Ce qui fait plaisir à Antoine c’est que cette relation ne s’effiloche pas. Au contraire, elle est suivie. Se voyant régulièrement, les liens se renforcent, les deux êtres se complétant dans plusieurs domaines. Antoine, petit à petit, s’habitue à cette relation et sa philosophie amoureuse commence à changer, au grand dam de ses copains ! Gina s’arrange toujours pour lui consacrer deux ou trois soirées par semaine et quelques rares week-end, ses occupations professionnelles étant très accaparantes.

Implicitement, Antoine, pour la première fois avec une femme, agit comme s’il vivait déjà en couple. Dans une relation amoureuse, il faut tenir compte de l’affectif, mais aussi de plusieurs autres facteurs. Dans le cas présent, il est confronté à quelques soucis majeurs. D’abord, la différence d’âge.

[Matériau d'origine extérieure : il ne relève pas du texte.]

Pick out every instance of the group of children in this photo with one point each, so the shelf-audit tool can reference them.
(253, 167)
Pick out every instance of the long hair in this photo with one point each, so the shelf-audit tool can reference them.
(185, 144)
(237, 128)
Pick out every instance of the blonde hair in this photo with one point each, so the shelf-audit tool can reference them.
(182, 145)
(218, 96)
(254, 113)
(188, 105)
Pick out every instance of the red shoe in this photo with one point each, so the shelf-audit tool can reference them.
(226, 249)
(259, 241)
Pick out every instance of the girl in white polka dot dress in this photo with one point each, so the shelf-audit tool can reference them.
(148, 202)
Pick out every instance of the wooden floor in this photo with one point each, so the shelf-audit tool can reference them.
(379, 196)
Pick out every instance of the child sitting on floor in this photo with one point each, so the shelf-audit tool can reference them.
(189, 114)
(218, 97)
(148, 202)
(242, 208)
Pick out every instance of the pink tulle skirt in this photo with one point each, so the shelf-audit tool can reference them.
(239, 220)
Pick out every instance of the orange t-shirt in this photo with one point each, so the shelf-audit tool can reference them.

Il y avait longtemps qu’Antoine, comme on le sait, célibataire endurci, n’avait pas connu de liaisons durables, tout au plus quelques mois, et encore chacun chez soi. Mais là, le problème à résoudre est le suivant : Gina n’a qu’une petite chambre de fonction à l’Hôtel. Aussi, dès qu’elle est libre, elle se rend chez son amant. Petit à petit, comme l’on dit vulgairement « elle s’est installée ! ». Cela veut dire qu’elle occupe, avec ses vêtements, des placards qu’Antoine lui a cédé gentiment. La salle de bain, quant à elle, est encombrée d’une foule de fioles diverses ! Il n’avait jamais vu çà ! Même la cuisine n’est plus comme avant ! des produits italiens ont envahi le réfrigérateur ou traînent sur les étagères ! Dans son for intérieur, il « rouspète » un peu, mais au fond est content du changement : une tornade inhabituelle est passée dans l’appartement ! Pour les années supplémentaires, cela peut encore s’arranger : coquet, beau garçon, sportif, il ne paraît pas son âge, et Gina est fière de sortir à son bras, n’ayant pas, comme beaucoup de femmes, le complexe de vivre avec quelqu’un de plus mûr ! Ensuite, rentier, il dispose de tout son temps, contrairement à sa compagne.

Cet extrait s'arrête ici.